The number of ontologies, simple (1:1) and complex (1:n), (m:n) correspondences for each dataset of this track are summarized in the following table.

Dataset	#Ontologies	#(1:1)	#(1:n)	#(m:n)
Conference	3	78	79	0
Populated Conference	5	111	86	98
Hydrography	4	113	69	15
GeoLink	2	19	5	43
Populated GeoLink	2	19	5	43
Populated Enslaved	2	15	0	83
Taxon	4	6	17	3

Schedule

The schedule is available at the OAEI main page.

Datasets and Evaluation Modalities

Conference dataset

Ontologies and correspondences

This dataset is based on the OntoFarm dataset [1] used in the Conference track of the OAEI campaigns. It is composed of 16 ontologies on the conference organisation domain and simple reference alignments between 7 of them. Here, we consider 3 out of the 7 ontologies from the reference alignments (cmt, conference and ekaw), resulting in 3 alignment pairs.

Conference Testsuite

Repository: http://oaei.webdatacommons.org/tdrs/
Suite-ID: conference
Version-ID: conference-v1

The correspondences were manually curated by 3 experts following the query rewriting methodology in [2]. For each pair o1-o2 of ontologies, the following steps were applied:

Create a simple equivalence consensus alignment: ra1 was slightly modified.
For each entity e1 of o1 not in a simple equivalence correspondence, find a semantically equivalent construction from o2 entities. If no equivalence can be found, look for the closest entity or construction from o2 subsumed by e1.
Repeat previous step for each entity of o2 (constructions from o1 entities)

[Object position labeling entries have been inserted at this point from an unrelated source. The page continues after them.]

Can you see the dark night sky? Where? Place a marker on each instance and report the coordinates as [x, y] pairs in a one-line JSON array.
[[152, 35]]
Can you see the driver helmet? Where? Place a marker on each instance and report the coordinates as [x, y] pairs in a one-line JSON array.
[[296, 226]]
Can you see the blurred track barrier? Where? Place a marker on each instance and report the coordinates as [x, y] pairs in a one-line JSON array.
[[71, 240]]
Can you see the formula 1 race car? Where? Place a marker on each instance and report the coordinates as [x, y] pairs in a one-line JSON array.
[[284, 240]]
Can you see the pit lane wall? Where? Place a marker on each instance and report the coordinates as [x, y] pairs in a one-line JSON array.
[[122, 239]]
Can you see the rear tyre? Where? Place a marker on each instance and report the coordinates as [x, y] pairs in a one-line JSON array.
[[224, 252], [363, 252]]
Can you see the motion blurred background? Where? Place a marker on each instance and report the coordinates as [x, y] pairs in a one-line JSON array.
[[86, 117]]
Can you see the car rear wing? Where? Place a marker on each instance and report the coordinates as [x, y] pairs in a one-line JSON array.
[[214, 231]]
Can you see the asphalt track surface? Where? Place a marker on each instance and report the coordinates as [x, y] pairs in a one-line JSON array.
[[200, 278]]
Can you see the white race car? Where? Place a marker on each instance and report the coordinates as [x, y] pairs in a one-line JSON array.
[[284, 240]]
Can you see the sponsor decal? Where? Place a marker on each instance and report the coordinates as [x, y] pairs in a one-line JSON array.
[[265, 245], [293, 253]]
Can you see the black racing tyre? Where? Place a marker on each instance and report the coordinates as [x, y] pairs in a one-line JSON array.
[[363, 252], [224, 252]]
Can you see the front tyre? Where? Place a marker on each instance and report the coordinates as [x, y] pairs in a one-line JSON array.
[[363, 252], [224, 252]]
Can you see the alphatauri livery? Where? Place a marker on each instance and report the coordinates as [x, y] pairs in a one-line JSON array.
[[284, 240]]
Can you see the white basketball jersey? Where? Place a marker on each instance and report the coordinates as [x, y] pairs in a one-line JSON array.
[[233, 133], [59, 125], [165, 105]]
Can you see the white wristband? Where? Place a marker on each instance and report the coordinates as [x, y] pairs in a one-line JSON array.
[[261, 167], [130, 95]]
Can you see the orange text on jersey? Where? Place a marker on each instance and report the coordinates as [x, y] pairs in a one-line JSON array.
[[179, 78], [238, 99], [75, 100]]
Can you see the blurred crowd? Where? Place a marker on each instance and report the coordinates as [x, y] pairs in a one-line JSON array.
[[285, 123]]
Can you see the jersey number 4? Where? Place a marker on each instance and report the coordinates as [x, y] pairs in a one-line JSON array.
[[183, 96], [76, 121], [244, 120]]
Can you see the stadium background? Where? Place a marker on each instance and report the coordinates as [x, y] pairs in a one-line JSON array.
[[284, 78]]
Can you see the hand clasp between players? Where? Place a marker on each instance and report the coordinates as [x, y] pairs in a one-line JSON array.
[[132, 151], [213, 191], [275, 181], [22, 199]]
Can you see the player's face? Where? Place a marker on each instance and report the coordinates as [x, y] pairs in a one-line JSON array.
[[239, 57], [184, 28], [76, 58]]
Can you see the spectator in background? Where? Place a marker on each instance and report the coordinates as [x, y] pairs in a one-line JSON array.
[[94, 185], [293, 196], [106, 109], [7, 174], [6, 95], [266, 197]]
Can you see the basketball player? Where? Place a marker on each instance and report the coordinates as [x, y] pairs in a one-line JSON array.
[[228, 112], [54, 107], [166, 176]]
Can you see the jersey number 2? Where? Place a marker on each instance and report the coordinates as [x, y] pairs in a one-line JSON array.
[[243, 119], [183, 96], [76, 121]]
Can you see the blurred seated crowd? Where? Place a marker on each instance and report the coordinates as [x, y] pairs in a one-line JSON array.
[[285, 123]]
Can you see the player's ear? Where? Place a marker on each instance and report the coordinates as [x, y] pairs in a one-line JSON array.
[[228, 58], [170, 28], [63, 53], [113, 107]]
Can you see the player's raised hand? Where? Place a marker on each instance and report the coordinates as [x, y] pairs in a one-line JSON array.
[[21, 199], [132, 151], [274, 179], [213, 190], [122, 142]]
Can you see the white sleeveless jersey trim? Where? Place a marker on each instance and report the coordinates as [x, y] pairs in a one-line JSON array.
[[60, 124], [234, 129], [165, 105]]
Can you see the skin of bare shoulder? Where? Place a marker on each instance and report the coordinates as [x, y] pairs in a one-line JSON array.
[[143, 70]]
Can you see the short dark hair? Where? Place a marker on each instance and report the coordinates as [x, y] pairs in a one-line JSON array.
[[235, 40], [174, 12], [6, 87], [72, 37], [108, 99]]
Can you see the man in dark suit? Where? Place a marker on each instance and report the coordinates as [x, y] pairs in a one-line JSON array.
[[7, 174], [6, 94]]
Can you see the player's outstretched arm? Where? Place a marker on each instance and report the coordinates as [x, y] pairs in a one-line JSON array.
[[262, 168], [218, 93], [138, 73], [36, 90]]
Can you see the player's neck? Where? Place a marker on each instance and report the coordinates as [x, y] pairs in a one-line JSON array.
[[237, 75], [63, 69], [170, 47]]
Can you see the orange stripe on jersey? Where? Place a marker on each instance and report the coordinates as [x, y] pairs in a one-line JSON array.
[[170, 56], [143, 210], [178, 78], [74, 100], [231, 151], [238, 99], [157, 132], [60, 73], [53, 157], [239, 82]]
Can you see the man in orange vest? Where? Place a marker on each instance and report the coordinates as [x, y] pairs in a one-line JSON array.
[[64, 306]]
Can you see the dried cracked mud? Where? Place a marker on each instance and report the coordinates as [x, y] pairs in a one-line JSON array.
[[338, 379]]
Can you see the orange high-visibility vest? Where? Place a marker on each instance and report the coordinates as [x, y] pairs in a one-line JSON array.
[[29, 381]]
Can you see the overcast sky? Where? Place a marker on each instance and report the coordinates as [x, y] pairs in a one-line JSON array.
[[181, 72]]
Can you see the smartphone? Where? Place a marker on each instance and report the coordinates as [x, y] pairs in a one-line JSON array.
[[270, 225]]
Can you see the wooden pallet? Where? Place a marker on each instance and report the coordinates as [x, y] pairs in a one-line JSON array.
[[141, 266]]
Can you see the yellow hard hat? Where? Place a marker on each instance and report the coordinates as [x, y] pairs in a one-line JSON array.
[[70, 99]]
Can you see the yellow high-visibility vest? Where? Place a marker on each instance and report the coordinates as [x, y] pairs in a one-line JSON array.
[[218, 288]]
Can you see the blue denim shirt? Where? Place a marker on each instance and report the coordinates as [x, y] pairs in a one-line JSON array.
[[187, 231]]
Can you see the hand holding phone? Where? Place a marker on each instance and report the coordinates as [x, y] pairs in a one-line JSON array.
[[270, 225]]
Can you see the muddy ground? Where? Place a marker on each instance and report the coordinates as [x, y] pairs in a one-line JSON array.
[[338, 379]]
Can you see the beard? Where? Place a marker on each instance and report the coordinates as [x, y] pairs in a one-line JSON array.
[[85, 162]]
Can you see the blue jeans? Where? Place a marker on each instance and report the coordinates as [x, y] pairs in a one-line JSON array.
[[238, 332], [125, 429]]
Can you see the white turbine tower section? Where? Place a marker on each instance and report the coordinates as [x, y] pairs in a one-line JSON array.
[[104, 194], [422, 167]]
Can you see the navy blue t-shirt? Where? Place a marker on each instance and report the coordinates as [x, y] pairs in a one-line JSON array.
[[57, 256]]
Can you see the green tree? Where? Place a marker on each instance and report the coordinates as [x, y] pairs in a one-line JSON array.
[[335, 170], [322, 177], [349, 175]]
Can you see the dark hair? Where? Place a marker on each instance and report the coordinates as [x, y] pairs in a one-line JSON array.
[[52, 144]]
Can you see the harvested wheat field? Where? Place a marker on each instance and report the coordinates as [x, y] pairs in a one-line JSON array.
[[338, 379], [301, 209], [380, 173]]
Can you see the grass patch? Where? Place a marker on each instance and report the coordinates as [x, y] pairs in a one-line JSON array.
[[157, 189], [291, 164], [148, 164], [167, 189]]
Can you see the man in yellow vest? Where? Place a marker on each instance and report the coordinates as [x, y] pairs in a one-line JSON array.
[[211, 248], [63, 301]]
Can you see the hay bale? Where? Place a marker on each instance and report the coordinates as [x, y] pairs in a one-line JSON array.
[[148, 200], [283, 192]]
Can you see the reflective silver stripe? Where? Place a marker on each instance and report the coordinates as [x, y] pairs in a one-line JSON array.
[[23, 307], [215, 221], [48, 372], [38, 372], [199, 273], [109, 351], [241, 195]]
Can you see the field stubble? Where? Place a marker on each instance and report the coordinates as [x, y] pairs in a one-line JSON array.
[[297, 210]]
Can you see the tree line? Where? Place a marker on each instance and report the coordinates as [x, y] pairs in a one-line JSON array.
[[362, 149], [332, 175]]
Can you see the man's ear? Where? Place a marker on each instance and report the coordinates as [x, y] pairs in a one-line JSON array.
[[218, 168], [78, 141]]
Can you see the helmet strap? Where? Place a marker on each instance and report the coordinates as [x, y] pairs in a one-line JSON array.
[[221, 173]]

4 experts assessed the curated correspondences to reach a consensus.

Evaluation modalities

The complex correspondences output by the systems will be manually compared to the ones of the consensus alignment.

For this first evaluation, only equivalence correspondences will be evaluated and the confidence of the correspondenes will not be taken into account.

The systems can take the ra1 simple alignments as input. The ra1 alignments can be downloaded here.

Populated Conference dataset

In order to allow matchers which rely on instances to participate over the Conference complex track, we propose a populated version of the Conference dataset. 5 ontologies have been populated with more or less common instances resulting in 6 datasets: (6 versions on the repository: v0, v20, v40, v60, v80 and v100).

Populated Conference Testsuite

Repository: http://oaei.webdatacommons.org/tdrs/
Suite-ID: popconf
Version-ID: popconf-v0, popconf-v20, popconf-v40, popconf-v60, popconf-v80, popconf-v100

Evaluation modalities

The alignments will be evaluated based on Competency Questions for Alignment: basic queries that the alignment should be able to cover [6].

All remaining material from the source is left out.